The man doesn’t reply. Thorleif sighs and puts the car in ‘D’. He pulls out into the road again, calmly increases his speed to 60 kilometres per hour and follows the long curve to the left, towards the sign for the 301. He brakes in the bend before continuing straight ahead and accelerating up a small hill. The narrow road continues to wind its way through dense forest interspaced with onion and potato fields on both sides whenever the landscape opens up. No cars come in the opposite direction. Thorleif clutches the steering wheel. Tiny side roads turn off to the right, towards farms and cottages he can’t see.

‘Pull up over there.’

The man points to a faded brown fence enclosing a plot which doesn’t appear to be named, but where gravestones stick up from the well-tended grass. Thorleif parks in between two birches whose branches offer them shade.

‘What do we do now?’ Thorleif asks.

‘We wait. You can turn off the engine now.’

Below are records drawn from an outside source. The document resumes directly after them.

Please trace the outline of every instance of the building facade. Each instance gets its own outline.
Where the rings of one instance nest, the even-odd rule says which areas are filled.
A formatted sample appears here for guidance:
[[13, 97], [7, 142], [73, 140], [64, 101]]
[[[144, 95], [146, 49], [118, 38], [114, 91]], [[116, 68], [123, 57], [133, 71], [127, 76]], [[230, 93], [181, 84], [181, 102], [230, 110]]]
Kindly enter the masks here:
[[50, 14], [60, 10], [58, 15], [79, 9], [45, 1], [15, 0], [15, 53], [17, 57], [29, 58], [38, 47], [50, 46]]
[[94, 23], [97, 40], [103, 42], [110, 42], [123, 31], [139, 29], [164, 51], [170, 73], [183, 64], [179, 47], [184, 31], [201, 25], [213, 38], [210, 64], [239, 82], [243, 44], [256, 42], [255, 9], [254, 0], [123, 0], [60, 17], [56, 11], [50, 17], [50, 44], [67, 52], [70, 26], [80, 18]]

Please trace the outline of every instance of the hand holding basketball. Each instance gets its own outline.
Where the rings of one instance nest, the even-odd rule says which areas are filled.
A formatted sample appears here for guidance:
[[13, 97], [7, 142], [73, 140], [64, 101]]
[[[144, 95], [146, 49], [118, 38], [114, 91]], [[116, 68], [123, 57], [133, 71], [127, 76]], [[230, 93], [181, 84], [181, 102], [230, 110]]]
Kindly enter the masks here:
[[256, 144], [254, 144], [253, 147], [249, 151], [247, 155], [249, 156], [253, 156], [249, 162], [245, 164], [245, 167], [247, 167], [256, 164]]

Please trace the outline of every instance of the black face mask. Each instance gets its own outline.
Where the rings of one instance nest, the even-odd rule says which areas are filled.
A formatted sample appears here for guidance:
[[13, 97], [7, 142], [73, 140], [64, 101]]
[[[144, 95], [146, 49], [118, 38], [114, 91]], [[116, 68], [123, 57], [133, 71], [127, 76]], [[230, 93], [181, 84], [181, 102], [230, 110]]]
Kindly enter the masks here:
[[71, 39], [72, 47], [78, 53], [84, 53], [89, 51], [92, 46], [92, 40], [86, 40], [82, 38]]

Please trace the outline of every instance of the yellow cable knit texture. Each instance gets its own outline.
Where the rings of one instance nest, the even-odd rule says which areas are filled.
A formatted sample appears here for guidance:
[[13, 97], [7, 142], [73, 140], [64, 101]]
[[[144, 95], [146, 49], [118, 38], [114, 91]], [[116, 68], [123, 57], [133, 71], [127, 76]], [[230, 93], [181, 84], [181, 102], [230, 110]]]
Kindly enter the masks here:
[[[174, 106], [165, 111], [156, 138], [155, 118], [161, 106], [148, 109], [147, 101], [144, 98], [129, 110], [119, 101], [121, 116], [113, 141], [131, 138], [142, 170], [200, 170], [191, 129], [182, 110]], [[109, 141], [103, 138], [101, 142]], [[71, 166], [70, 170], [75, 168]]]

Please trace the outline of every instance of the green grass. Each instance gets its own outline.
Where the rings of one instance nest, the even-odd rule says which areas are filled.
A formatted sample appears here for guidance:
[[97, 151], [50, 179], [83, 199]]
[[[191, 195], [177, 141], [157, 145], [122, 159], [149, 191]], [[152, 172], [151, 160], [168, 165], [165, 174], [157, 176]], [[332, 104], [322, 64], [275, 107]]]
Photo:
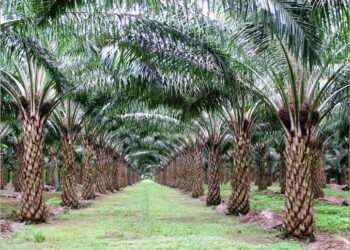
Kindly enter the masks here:
[[0, 249], [301, 249], [278, 231], [243, 224], [204, 202], [150, 181], [85, 209], [26, 225]]
[[[284, 210], [284, 197], [282, 195], [266, 195], [256, 192], [257, 187], [252, 186], [253, 192], [250, 194], [250, 207], [252, 210], [271, 209], [282, 212]], [[269, 187], [271, 191], [279, 191], [277, 186]], [[334, 191], [324, 189], [327, 197], [349, 197], [349, 191]], [[231, 194], [229, 185], [221, 186], [221, 195], [224, 200], [228, 200]], [[346, 206], [336, 206], [320, 203], [314, 204], [316, 217], [316, 229], [333, 233], [343, 233], [350, 230], [350, 209]]]

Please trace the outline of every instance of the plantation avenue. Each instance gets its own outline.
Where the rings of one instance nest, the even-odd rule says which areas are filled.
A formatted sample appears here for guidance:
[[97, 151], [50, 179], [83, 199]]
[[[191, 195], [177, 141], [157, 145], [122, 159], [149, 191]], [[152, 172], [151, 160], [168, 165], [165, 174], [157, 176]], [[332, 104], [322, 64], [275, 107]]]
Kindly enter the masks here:
[[0, 0], [1, 244], [350, 248], [349, 11]]
[[48, 224], [24, 226], [0, 241], [0, 249], [301, 249], [278, 233], [142, 181]]

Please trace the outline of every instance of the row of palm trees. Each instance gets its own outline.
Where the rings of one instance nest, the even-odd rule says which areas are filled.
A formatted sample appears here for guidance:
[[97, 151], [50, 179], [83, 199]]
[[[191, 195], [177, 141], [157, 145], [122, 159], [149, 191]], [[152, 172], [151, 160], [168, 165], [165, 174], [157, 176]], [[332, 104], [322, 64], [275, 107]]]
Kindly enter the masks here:
[[[42, 131], [50, 118], [60, 132], [67, 176], [63, 186], [70, 190], [72, 148], [82, 134], [85, 136], [82, 131], [89, 123], [72, 95], [84, 110], [91, 111], [91, 119], [108, 120], [108, 131], [126, 130], [123, 144], [135, 150], [129, 152], [130, 157], [149, 176], [162, 161], [172, 159], [183, 129], [197, 128], [200, 136], [195, 141], [203, 146], [187, 151], [196, 152], [192, 153], [197, 159], [194, 165], [198, 165], [200, 155], [207, 159], [208, 204], [221, 200], [218, 166], [221, 152], [230, 145], [226, 142], [233, 142], [231, 155], [225, 156], [233, 165], [229, 211], [243, 214], [249, 210], [249, 152], [262, 152], [255, 143], [251, 145], [253, 132], [257, 127], [263, 130], [257, 124], [261, 113], [270, 113], [268, 123], [278, 127], [284, 137], [280, 143], [283, 150], [279, 151], [285, 176], [281, 178], [286, 195], [284, 231], [286, 235], [313, 237], [311, 193], [315, 185], [310, 180], [311, 166], [317, 164], [311, 160], [312, 152], [322, 152], [316, 147], [326, 140], [319, 131], [330, 118], [330, 111], [345, 107], [344, 115], [348, 103], [348, 0], [34, 2], [5, 1], [6, 19], [0, 23], [0, 45], [5, 52], [1, 56], [6, 62], [1, 86], [20, 107], [25, 125], [23, 155], [35, 169], [30, 178], [38, 180], [42, 174], [38, 167], [42, 163], [37, 163], [42, 161], [39, 146], [43, 145]], [[14, 71], [13, 51], [19, 56], [28, 53], [33, 64], [28, 68], [37, 68], [40, 63], [52, 81], [42, 81], [41, 74], [31, 73], [28, 80], [19, 70], [18, 79], [24, 79], [14, 84], [18, 89], [12, 89], [12, 83], [18, 81], [7, 72]], [[38, 98], [22, 87], [20, 82], [27, 80], [43, 86]], [[17, 90], [26, 98], [16, 95]], [[128, 110], [136, 112], [134, 118], [145, 110], [151, 115], [138, 118], [142, 126], [121, 124], [120, 119], [130, 117], [125, 114]], [[197, 120], [202, 111], [208, 114]], [[80, 116], [83, 119], [75, 121]], [[100, 141], [94, 138], [91, 127], [87, 135], [92, 135], [92, 141]], [[113, 136], [102, 137], [109, 140]], [[346, 138], [337, 136], [334, 141], [341, 140], [342, 146], [332, 145], [337, 149], [333, 155], [343, 155]], [[321, 143], [315, 143], [318, 141]], [[84, 144], [84, 149], [88, 156], [89, 147]], [[102, 192], [109, 185], [106, 180], [100, 181], [103, 166], [111, 162], [108, 152], [97, 148], [97, 188]], [[180, 162], [188, 158], [187, 154], [181, 154]], [[261, 158], [269, 161], [268, 154]], [[333, 158], [342, 166], [347, 159]], [[339, 165], [335, 159], [329, 165]], [[199, 173], [198, 169], [181, 169], [188, 174]], [[186, 183], [181, 185], [191, 182]], [[261, 188], [264, 185], [261, 182]], [[26, 188], [33, 187], [28, 183]], [[200, 195], [200, 190], [194, 196]], [[67, 204], [77, 205], [74, 192], [63, 193]]]
[[[91, 156], [94, 144], [98, 148], [98, 168], [96, 174], [97, 192], [105, 194], [119, 190], [139, 180], [138, 173], [118, 152], [118, 143], [113, 135], [91, 129], [91, 120], [85, 122], [80, 105], [69, 97], [58, 94], [54, 82], [46, 78], [45, 70], [30, 56], [24, 58], [26, 64], [16, 65], [16, 73], [1, 70], [1, 86], [13, 98], [23, 126], [22, 150], [17, 166], [19, 174], [15, 180], [21, 190], [21, 208], [17, 219], [20, 221], [42, 222], [47, 218], [43, 201], [43, 149], [44, 129], [48, 120], [61, 137], [63, 147], [62, 205], [78, 208], [79, 198], [75, 192], [75, 145], [82, 136], [84, 145], [83, 199], [94, 199]], [[99, 127], [104, 129], [103, 126]], [[90, 130], [89, 130], [90, 129]], [[18, 178], [18, 179], [17, 179]], [[114, 183], [111, 183], [113, 181]], [[107, 184], [108, 183], [108, 184]]]

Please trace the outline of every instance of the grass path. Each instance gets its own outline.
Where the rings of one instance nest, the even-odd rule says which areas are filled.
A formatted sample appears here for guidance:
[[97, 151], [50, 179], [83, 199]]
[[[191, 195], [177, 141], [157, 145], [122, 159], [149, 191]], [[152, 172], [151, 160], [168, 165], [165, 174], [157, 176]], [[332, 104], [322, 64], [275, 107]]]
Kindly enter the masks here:
[[277, 231], [239, 223], [203, 201], [143, 181], [86, 209], [27, 225], [0, 249], [300, 249]]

They sit in silence for several minutes. They hear the sound of a car approaching. A black cat runs along the edge of the road before it shoots off in between the rowan bushes. The car appears, zooms past them before it falls silent once more. Soon afterwards a tractor comes along. Then two cyclists. Thorleif notices that the man follows them with his eyes with considerable interest.

Suddenly he leans forwards and says, ‘Perfect.’

‘What is?’

‘Check your wing mirror.’

Behind them a man wearing a headset, dark-blue running trousers and a blue jacket comes jogging. His pace is leisurely.

‘Wait until he has passed us.’

Thorleif waits. He watches the jogger in his mirror, sees him overtake the car. The jogger pays no attention to them, he just disappears around the next bend. The minutes pass.

‘Okay, start the engine.’

‘What are we doing?’

‘Just do as you are told.’

The engine growls menacingly.

‘What do you want me to do?’

‘Drive. Faster.’

Thorleif pushes down the accelerator a little more. The car gains speed. The jogger appears around the next bend. He has reached the foot of a long sloping hill that twists like a snake.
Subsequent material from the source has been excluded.